Buying the wrong policy is a waste of money and can leave you in a vulnerable position. Anything can happen to you, your family member, or your vehicle, and not just any insurance policy will be able to protect you to the maximum extent.
The best advice I can give you is that you shouldn’t believe everything you hear about auto insurance. Instead you should find a great agent who can help you separate fact from fiction. Your decisions regarding auto insurance should always be educated decisions.
“Full coverage” covers everything I need on my auto policy.
I can’t tell you how often I ask a prospect what type of coverage they have, and they tell me “full coverage.” When I hear this, I know they don’t have a clue about what type of coverage they have. “Full coverage” is not a specific coverage offered by insurance companies. There is no car insurance coverage that goes by the name “full coverage.” Most people think of full coverage as a policy that combines state-required liability (to cover bodily injury and property damages to others in an accident you cause), comprehensive, and collision coverage. Let’s define each of those coverages.
Liability Insurance covers the costs for the other party’s injuries and repairs in the event of a covered accident in which you’re at fault.
Collision insurance can cover damage to your vehicle if you are at fault in a collision, but it does not cover the other party’s vehicle or anyone’s bodily injuries.
Comprehensive insurance covers certain damages to your vehicle that are not caused by a collision with another car—for instance, accidents related to weather, theft, fire, etc. That’s not such a bad thing. In 2013, the average comprehensive car insurance claim was $1,621, whereas the average collision claim added up to $3,144, according to the Insurance Information Institute.

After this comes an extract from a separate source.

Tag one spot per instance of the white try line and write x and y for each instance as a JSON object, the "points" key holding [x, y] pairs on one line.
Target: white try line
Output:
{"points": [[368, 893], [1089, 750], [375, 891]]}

Insurance agents don’t hit some full coverage button to give you the coverage you need. While “full coverage”gets tossed around frequently when speaking about car insurance, this well-used term can be interpreted in different ways. However, insurance carriers don’t have a laid out set of guidelines which all comapanies follow. Do you know what “full coverage” means? It may not be as cut and dry as you think. Instead of using the term full coverage, be specific when selecting your auto coverage.
These important coverages are NOT included in “full coverage.”
- Medical payments
- Uninsured/underinsured motorist coverage
- Gap insurance
- Roadside assistance
- Car rental
- OEM endorsement
- Full glass coverage
Every auto insurer will give you a similar proposal.
While most auto insurers check your credit and claims histories, each company weighs risk differently. I have five different companies, and they each rate with different factors. I tell my clients it’s like taking four of your friends to a candy store; everyone picks the candy they want. Insurance companies do the same thing. So only getting a proposal from one company is really a disservice to you. Some insurers care more about the number of miles you drive; others charge more for a more dangerous model. Plus, each company has different discounts available. If you talk with an independent agent, they can give you several choices. Shop your policy to find out where you can get the best package for you for the right price, but price should not be the ONLY consideration.
Changing auto insurance companies does not have to be irritating and time-consuming. With technological advances, changing insurance can be an easy process. As you can tell, there are a lot of wrong thoughts about insurance for your auto. Take the time to get correct information before you choose your coverage.